Die Gemüsebeete sind eingezäunt, da Hund Harry ansonsten überall quer durch laufen würde. Als ich mich an einem schönen Vormittag daran gemacht hatte, den Zaun zu richten und stabilere Bambus-Steckerl als Stützen in den Boden zu rammen, kam der zum Haus gehörende Gärtner durch unser Gartentor. Ja richtig, die Gärtnerin hat einen Gärtner. Normalerweise mäht er den Rasen, wässert bei Trockenheit (was bisher nicht vorkam), nimmt den Gartenschnitt mit und macht so dies und das. Es kam auch schon vor, dass er mit seinem Rasentrimmer die in einer Ecke wachsende Minze so gut wie zu Tode getrimmt hat. Ich bin ganz ruhig geblieben. Ein stets freundlicher, älterer, kleiner Chinese mit Hut, der immer ein zurückhaltendes Lächeln auf den Lippen hat, mir alle geernteten Paprikas und Auberginen in die Hand drückt und mich kopfschüttelnd böse anschaut, wenn ich ihm einige davon mitgeben will. Keine Chance. Und als er nun auch noch sehen musste, wie ich da am Zaun am werkeln war, missfiel ihm das sichtlich. Aber ich konnte ihm noch nicht wirklich verständlich machen, dass ich das gerne mache, dass die Gatzingerin das ab und zu einfach tun muss und er nicht das Gefühl zu haben braucht, dass er zu wenig macht. Aus seiner Sicht sollte ich besser einfach nichts tun, glaube ich?! Nicht ganz mein Ding. Aber es bleibt sicherlich genug zu tun für uns beide?!

Da fällt mir gerade wieder der Gärnter in Ghana ein, den ich einmal so angeschrien habe, weil er alle Pflanzen an der Mauer und am Haus komplett gestutzt und aus meiner Sicht verunstaltet hatte. Der kam jedenfalls nicht mehr wieder und in meinem damaligen interkulturellen Training wurde mir zuvor sicherlich gesagt, dass das nicht der richtige Weg sei... nun denn.

 

Dass Seerosen auch im Topf wachsen und sogar blühen, wusste ich bisher auch nicht. Aber vor meiner Terasse stehen 3 große, mit Wasser gefüllte Blumentöpfe und mittlerweile ist schon die dritte Seerosen-Blüte aufgetaucht.

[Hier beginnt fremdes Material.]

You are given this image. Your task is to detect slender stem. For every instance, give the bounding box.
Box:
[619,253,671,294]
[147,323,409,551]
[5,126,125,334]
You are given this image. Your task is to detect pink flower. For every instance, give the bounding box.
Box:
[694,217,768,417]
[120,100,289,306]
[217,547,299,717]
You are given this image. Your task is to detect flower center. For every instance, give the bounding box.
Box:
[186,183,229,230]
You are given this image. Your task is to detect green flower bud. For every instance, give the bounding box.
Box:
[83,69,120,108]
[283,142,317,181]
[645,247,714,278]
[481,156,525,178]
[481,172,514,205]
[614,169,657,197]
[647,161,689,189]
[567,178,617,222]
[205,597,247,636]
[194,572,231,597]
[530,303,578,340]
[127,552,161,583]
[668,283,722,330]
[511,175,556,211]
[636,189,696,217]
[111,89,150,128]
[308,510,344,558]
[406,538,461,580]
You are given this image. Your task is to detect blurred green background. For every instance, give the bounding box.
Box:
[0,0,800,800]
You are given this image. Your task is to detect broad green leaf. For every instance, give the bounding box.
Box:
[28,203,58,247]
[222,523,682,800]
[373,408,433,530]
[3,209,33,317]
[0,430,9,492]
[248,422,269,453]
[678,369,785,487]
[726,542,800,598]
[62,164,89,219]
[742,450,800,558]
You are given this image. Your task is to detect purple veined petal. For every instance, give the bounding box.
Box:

Dann sind da Hortensien und Funkien in den schattigeren Ecken und hinter dem Haus zur Strasse hin ein ganzer, wunderbarer Bambuswald. Mitten auf der relativ großen Rasenfläche steht nun unser Federballnetz und wenn es nicht gerade frisch geregnet hat, wird das auch fleißig genutzt. Die Stunden nach dem Regen ist der Rasen allerdings besser nicht zu betreten, da der schwere Boden dann ächzt und regelrecht schmatzt unter unseren Schritten.

 

Auch wenn wir unseren Garten bisher nicht so intensiv nutzen, wie es in Deutschland der Fall war, finde ich es einfach wunderbar, dass es diesen Garten gibt. Im bisher heißen, feuchten Sommer halten Mücken, eine sehr hohe Luftfeuchte und viel Regen mich oft fern. Wir haben auch noch keinen Grill auf der Terasse stehen, was beim Gatzinger eigentlich ein must-have ist. Doch will keiner von uns draußen schnell grillen und dann drinnen essen - das muss alles draußen in gemütlicher Runde passieren und bisher hat es uns noch nicht nach einem Grillabend verlangt. Vielleicht passt das auch einfach besser zu deutschen Gärten? Vielleicht kommt das einfach auch noch im Herbst oder Frühjahr? Wir werden es erleben.

 

Ebenso werden wir erleben, wie sich dieser schöne subtropische Garten mit den Jahreszeiten verändert und wandelt, wie wir ihn vielleicht ein wenig verändern.